At the drycleaners I stand in line, my feet
shuffling weight from side to side,
impatience all over me while the woman,
light brown, with her Creole story drones on.
In New Orleans none would notice.
She’s exotic in Baltimore, a dawn bird
everything hears. Even the clerk
leans into her tale, clucking softly. When
people behind me cough, she won’t be
rushed. She’s got her whole story to go.
Soon there’s a man she never married,
her mother opposed, far away still, and he
went into a bar, wrong place, wrong color,
wrong words, maybe, a good man.
He’ll never come away of there, not comin’
home, geraniums on the back porch,
and not replace the bad tire her Honda has,
who could always be telling her what time
does in the kitchen if she stand half
naked letting his dog go on out.

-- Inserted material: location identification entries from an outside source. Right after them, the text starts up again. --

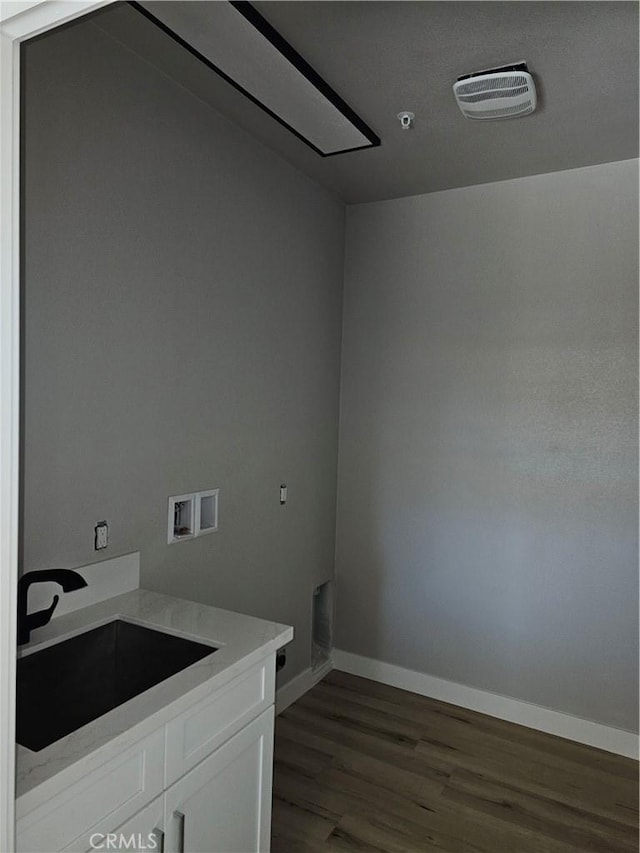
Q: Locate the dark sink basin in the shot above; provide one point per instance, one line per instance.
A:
(67, 685)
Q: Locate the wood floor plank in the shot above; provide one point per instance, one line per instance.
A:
(366, 767)
(294, 822)
(432, 818)
(538, 778)
(298, 756)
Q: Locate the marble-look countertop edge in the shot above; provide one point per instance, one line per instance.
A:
(240, 641)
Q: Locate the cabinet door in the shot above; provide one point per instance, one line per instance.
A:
(224, 804)
(143, 833)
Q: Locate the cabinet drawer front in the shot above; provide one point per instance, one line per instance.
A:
(108, 795)
(199, 731)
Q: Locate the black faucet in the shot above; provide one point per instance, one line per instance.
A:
(68, 580)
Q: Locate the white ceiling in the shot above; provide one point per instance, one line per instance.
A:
(382, 57)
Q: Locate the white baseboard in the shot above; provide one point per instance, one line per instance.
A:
(299, 685)
(514, 710)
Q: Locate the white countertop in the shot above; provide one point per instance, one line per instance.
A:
(240, 641)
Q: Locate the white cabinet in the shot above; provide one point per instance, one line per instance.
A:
(224, 804)
(143, 833)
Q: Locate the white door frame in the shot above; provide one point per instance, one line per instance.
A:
(18, 21)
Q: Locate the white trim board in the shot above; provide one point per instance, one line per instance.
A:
(503, 707)
(299, 685)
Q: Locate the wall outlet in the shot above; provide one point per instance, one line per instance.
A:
(101, 531)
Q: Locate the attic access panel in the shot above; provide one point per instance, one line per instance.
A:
(237, 43)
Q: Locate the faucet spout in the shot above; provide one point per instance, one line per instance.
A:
(68, 580)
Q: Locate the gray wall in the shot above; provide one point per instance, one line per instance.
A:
(487, 500)
(183, 294)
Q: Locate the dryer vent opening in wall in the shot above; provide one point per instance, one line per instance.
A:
(322, 624)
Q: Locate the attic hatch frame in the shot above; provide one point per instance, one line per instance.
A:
(292, 56)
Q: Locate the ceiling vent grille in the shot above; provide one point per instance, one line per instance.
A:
(507, 92)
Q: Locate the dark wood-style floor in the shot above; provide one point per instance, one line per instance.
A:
(360, 766)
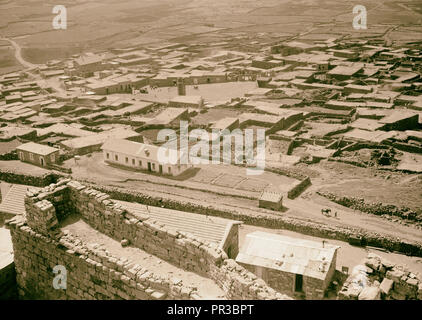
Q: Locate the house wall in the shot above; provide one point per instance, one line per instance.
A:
(141, 163)
(93, 274)
(34, 158)
(284, 282)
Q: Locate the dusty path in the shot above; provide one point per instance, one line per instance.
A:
(18, 54)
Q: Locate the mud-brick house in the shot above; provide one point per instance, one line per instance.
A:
(293, 266)
(143, 157)
(271, 200)
(38, 154)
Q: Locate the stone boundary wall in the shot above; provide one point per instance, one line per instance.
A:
(26, 179)
(12, 155)
(381, 279)
(373, 208)
(108, 217)
(407, 147)
(8, 283)
(302, 184)
(274, 221)
(298, 188)
(92, 273)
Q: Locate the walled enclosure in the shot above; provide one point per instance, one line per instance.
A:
(39, 245)
(313, 288)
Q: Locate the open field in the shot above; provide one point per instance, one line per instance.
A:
(96, 25)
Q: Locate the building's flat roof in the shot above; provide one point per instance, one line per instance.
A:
(98, 138)
(167, 115)
(286, 254)
(224, 123)
(37, 148)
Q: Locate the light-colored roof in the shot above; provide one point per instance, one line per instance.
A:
(286, 254)
(99, 138)
(212, 229)
(398, 116)
(37, 148)
(136, 149)
(271, 196)
(167, 115)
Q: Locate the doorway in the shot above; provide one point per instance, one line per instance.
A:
(299, 283)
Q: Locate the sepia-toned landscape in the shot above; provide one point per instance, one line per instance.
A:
(332, 212)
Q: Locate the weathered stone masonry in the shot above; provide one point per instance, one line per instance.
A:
(39, 245)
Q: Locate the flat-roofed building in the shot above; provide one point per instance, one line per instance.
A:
(187, 102)
(290, 265)
(222, 232)
(143, 157)
(92, 143)
(38, 154)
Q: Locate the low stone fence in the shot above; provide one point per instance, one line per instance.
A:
(8, 282)
(373, 208)
(275, 221)
(31, 180)
(44, 208)
(380, 279)
(92, 273)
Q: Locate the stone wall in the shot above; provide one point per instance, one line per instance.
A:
(97, 209)
(18, 178)
(92, 273)
(379, 279)
(375, 208)
(274, 221)
(8, 282)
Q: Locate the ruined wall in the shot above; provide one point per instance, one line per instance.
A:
(8, 282)
(91, 273)
(273, 221)
(382, 279)
(39, 241)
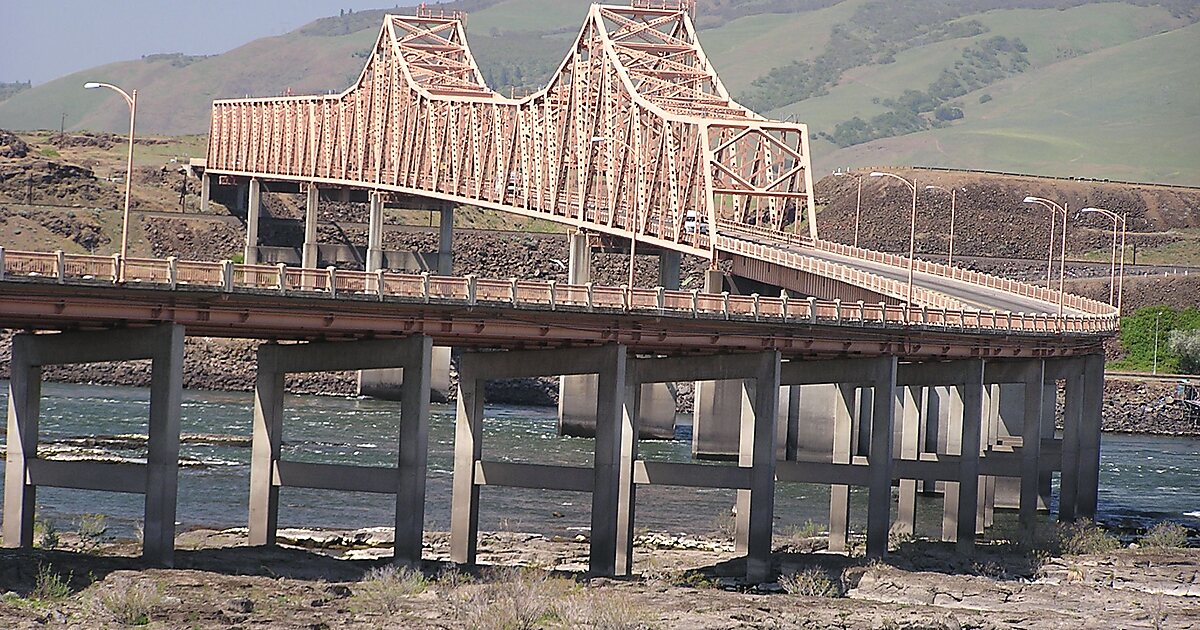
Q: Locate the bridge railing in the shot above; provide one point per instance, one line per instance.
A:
(274, 280)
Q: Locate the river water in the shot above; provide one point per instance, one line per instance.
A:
(1143, 479)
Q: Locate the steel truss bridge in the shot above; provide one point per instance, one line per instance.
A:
(635, 137)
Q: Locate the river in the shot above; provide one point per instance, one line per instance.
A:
(1143, 479)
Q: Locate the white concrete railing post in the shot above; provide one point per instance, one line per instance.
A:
(227, 276)
(283, 277)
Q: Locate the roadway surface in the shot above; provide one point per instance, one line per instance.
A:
(972, 295)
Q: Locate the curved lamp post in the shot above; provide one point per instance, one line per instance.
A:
(949, 257)
(132, 101)
(1116, 279)
(1062, 264)
(858, 202)
(912, 231)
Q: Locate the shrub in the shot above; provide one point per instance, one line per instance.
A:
(1165, 534)
(49, 586)
(93, 528)
(1085, 537)
(131, 603)
(810, 582)
(387, 588)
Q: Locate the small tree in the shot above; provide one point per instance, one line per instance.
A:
(1186, 345)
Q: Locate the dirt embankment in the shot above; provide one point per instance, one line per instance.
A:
(323, 580)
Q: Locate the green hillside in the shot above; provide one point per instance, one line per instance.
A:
(1104, 89)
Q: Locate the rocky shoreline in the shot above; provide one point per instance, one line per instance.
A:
(335, 579)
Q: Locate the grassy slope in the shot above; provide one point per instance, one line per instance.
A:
(1128, 112)
(1033, 124)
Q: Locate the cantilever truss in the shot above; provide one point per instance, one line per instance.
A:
(634, 136)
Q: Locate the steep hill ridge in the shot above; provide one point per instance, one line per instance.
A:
(822, 61)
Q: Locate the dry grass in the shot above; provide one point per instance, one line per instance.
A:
(385, 589)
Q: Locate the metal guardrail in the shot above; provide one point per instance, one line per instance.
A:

So
let me pay you for him, give you money
because you is nice and I remember,
her nearly singing voice sighs. The sleeved
pants, two shirts hang on the brass ring, all
finished, unclaimed, the stiffened
stains gone away. The perfectly starched
cloth a redemption so beautiful
it might be the linen of royalty, but small
for a man two of us will think of as
sleep scuffs house walls like tide under a boat.
How nice they are, these women doing
the little one person can for another
which is, in the end, a wash
of memorable words that leave you standing.